4.6 Summary — Three Steps of Simplified Self-Attention
- Compute attention scores — Compute the attention scores as dot products between the inputs
- Compute attention weights — The attention weights are a normalized version of the attention scores
- Compute context vectors — The context vectors are computed as a weighted sum over the inputs
5. Self-Attention with Trainable Weights (Q, K, V)
The simplified self-attention has no learnable parameters — the attention scores are fully determined by the fixed input embeddings. To make the mechanism learnable, we introduce three weight matrices: \(W_q\) (query), \(W_k\) (key), and \(W_v\) (value).

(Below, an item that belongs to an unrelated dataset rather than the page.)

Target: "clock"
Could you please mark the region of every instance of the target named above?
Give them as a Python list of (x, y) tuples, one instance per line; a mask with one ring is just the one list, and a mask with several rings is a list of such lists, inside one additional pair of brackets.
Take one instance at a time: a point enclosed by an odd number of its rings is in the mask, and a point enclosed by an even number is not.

We already implemented a simplified attention mechanism. We will now extend the self-attention mechanism with trainable weights.

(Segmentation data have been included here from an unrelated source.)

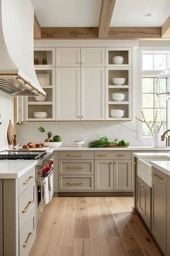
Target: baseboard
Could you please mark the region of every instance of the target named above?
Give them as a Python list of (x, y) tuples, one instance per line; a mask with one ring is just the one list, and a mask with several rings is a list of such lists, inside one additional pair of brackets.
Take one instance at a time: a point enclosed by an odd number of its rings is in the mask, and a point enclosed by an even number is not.
[[(58, 197), (133, 197), (133, 192), (60, 192)], [(55, 197), (56, 197), (55, 196)]]

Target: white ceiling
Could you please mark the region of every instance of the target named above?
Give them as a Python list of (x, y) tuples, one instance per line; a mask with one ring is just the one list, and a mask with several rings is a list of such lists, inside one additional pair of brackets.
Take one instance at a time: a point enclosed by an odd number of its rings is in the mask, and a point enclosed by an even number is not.
[(98, 27), (102, 0), (32, 0), (41, 27)]
[(110, 26), (161, 27), (169, 14), (170, 0), (117, 0)]
[[(102, 0), (32, 0), (41, 27), (98, 27)], [(150, 17), (144, 17), (151, 13)], [(111, 27), (161, 27), (170, 0), (116, 0)]]

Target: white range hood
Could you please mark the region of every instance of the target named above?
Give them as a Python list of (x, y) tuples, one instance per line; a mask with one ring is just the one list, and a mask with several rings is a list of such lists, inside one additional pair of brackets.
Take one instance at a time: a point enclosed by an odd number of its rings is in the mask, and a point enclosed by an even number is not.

Why Three Separate Projections?
In simplified self-attention, each token plays all three roles at once — it is simultaneously the thing asking the question, the thing being compared against, and the thing contributing information to the output. This is limiting because what makes a token relevant to another token is not necessarily the same as what information that token should contribute.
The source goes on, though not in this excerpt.